21 Views Asked by At

I have a correlation matrix $C$ between $n$ variables, and I need to make this correlation matrix as sparse as possible while retaining the maximum overall correlation. I know this is likely too vague a description of what I want to be mathematically meaningful, so let me give a few examples of what I mean and hopefully someone can help me clarify exactly what I am looking for and perhaps give me some directions on how I might achieve it.

Since the matrix is symmetric I only consider the lower triangular part.

Suppose variable $i$ is strongly correlated to variables $k,j,l$, and $k,j$ are strongly correlated to each other, but less strongly to $l$, in that case I would likely remove one of the correlations $c_{ij},c_{ik},c_{kj}$ since the correlation between these variables is still there without one of them. I would also keep the correlation $c_{il}$ but would likely get rid of $c_{lj},c_{lk}$.

Suppose another variable $r$ is not strongly correlated with any other variables, in that case I would likely set all correlations related to $r$ to zero or maybe keep the single largest correlation.

A simple first approach might be to remove all correlations less than a certain threshold and only keep the $m$ strongest of these and then remove any connection between these $m$ variables, but I would like something less ad hoc, and I am guessing that this can be translated to a fairly general type of problem, I just do not know which.

I don't know what the correct framework to solve such a problem in is. I'm guessing I can likely do something with eigen-decomposition, but I am not sure how I would get the entries this way. Another framework that seems obvious is to treat this as a graph problem with all the correlations as edges and then try and reduce the amount of edges as much as possible under some metric I don't know yet.
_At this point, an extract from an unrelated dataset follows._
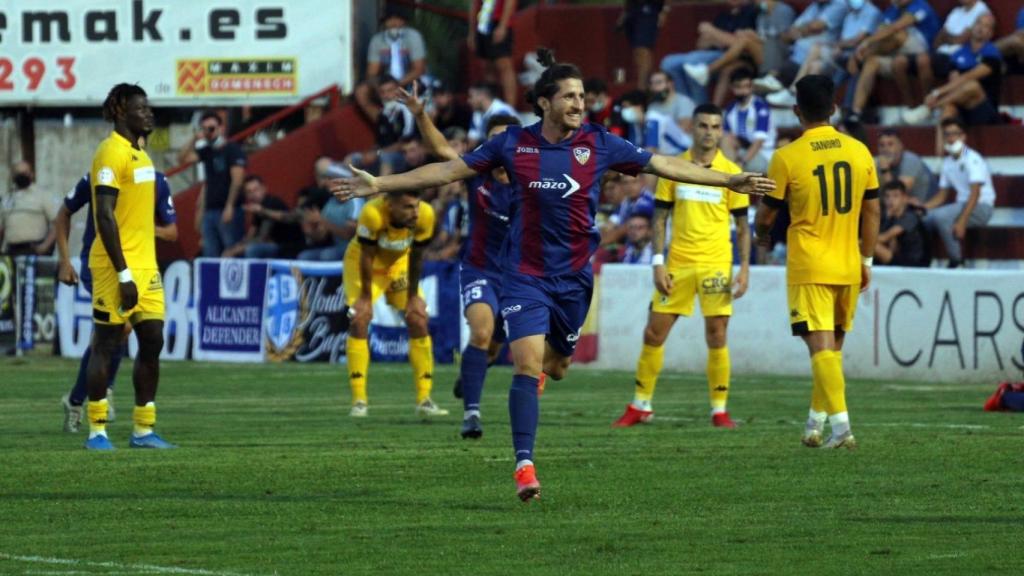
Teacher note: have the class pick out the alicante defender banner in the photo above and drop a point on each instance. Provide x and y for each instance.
(196, 52)
(935, 325)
Finally, I guess it could be viewed as some kind of information theory problem, though I do not have a lot of experience with that field, so I can't really say more.

One extra thing to consider that makes me lean more towards the graph approach is that some variables are more important than others, so eventually I will need to take that into consideration, which seems very natural to do in a graph framework where I can assign different values to the nodes.

To give an estimate of the size of problem I am dealing with, $n$ is likely to be in the range of $100-500$ and I would probably like to cut the amount of connections down to $\sim 2n$